Key Objectives of FCRA:
- To regulate the acceptance and utilization of foreign funds by NGOs.
- To ensure that foreign funds do not negatively impact India’s sovereignty, democratic values, or internal security.
NOTE:
- No Foreign Contributions from NRIs: Contributions from Non-Resident Indians (NRIs) using their personal savings through normal banking channels are not considered foreign contributions.
- Transparency & Monitoring: NGOs are required to disclose the full details of foreign donations and how the funds are used to ensure transparency.
ABOUT FCRA

AMENDMENTS IN FCRA (OVER THE YEARS)
- 2010 Amendment:
- Streamlined regulations for receiving foreign contributions.
- Prohibited the use of foreign donations for activities harmful to national interests.
- 2020 Amendment:
- Aadhaar Mandate: Required Aadhaar numbers for key functionaries of NGOs.
- Designated Bank Account: Foreign funds must be routed through an FCRA-approved account at the State Bank of India.
- Domestic Transfer Ban: Prohibited NGOs from transferring foreign funds to other domestic entities.
- Administrative Expense Limit: Reduced the cap on administrative expenses from 50% to 20% of foreign funds received.
WHO NEEDS FCRA REGISTRATION?
Any organization, association, or NGO wishing to receive foreign donations must be registered under the FCRA. This includes a variety of NGOs working in social, educational, economic, or religious fields.

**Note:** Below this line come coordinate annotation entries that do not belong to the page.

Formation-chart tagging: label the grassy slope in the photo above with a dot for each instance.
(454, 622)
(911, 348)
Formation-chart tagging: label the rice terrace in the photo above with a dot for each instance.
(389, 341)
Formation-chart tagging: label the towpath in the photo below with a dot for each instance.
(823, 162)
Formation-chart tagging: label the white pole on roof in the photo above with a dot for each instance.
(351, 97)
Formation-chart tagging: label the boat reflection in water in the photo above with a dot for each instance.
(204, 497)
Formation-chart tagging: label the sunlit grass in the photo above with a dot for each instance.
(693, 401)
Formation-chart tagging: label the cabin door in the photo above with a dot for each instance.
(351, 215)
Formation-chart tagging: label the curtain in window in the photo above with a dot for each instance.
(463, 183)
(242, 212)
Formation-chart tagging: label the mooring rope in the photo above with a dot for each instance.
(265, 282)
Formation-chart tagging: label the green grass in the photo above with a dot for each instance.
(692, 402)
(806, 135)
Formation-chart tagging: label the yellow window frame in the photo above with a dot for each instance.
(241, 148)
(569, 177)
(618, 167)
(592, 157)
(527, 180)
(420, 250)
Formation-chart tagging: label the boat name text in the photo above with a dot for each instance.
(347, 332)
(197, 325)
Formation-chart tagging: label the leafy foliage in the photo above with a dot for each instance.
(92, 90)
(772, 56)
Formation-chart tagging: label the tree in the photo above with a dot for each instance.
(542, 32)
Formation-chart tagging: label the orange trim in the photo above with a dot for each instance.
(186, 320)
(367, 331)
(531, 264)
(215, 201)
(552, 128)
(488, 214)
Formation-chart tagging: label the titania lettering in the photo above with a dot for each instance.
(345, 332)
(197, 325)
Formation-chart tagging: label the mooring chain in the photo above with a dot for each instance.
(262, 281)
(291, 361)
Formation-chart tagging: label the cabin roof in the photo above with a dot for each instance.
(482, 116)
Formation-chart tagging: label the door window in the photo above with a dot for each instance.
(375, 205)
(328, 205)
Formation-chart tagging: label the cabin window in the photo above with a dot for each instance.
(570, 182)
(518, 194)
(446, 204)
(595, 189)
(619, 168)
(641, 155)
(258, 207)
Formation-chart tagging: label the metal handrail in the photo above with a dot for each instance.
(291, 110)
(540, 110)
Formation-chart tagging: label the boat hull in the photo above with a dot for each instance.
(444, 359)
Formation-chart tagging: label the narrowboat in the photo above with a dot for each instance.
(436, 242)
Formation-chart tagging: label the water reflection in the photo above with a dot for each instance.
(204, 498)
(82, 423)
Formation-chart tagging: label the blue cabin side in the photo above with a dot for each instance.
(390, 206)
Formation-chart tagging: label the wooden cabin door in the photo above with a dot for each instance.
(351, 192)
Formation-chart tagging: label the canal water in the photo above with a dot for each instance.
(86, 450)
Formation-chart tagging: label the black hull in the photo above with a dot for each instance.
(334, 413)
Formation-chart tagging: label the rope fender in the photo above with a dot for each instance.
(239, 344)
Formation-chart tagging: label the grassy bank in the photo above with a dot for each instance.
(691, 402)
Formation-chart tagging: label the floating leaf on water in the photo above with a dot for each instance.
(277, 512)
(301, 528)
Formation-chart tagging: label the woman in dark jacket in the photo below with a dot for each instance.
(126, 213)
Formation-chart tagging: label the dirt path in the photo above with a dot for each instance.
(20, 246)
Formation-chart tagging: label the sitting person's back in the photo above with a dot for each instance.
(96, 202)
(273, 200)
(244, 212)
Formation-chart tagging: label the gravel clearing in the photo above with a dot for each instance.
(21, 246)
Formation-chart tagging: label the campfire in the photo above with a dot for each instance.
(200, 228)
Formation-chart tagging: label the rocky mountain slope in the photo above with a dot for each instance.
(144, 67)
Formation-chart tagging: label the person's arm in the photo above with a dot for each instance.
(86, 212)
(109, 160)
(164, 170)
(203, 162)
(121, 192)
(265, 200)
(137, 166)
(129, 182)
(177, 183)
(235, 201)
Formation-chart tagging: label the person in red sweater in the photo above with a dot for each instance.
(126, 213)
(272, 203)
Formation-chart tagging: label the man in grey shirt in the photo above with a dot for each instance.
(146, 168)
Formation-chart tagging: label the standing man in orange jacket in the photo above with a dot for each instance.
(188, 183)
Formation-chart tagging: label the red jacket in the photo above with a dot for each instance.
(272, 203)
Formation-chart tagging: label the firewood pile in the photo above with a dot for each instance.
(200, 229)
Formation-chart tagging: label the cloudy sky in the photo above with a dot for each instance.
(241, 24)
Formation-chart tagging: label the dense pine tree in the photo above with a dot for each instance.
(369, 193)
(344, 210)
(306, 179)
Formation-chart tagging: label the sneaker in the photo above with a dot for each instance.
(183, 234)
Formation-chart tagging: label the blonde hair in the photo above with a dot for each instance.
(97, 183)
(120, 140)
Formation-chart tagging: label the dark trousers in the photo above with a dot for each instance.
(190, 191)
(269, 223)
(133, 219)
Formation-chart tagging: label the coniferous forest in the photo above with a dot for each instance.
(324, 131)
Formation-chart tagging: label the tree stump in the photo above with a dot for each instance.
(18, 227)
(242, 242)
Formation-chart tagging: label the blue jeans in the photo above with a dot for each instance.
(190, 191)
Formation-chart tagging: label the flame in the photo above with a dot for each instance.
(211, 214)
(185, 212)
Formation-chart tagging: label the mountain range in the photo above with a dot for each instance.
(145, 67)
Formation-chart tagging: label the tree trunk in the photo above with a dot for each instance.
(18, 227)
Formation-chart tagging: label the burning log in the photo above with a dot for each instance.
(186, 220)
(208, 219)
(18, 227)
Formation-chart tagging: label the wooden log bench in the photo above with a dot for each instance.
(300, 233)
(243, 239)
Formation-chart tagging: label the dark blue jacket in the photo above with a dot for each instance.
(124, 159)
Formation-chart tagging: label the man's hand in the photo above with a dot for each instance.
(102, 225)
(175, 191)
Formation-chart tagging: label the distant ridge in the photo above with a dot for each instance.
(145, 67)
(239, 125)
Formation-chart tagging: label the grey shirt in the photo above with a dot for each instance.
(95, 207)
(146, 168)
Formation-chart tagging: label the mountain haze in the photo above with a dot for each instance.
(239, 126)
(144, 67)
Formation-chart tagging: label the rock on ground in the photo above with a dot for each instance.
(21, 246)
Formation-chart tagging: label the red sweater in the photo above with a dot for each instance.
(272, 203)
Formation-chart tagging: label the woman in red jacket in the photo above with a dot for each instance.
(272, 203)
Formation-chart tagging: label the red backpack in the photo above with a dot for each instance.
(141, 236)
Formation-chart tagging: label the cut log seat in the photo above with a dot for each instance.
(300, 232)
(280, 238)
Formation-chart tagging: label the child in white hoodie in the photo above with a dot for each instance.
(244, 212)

- Validity & Renewal: FCRA registration is valid for 5 years and can be renewed if the organization complies with FCRA norms.
- Permissible Uses of Foreign Contributions: Foreign funds can only be used for activities that serve social, educational, cultural, or economic purposes and contribute positively to the nation.
MONITORING AUTHORITY
The Ministry of Home Affairs (MHA) is the regulatory body responsible for ensuring FCRA compliance by NGOs.
Key Developments in FCRA Implementation:
- In 2015, NGOs were required to maintain their bank accounts with core banking facilities for better monitoring.
- In 2023, an amendment mandated that NGOs disclose assets created with foreign funds in their annual returns.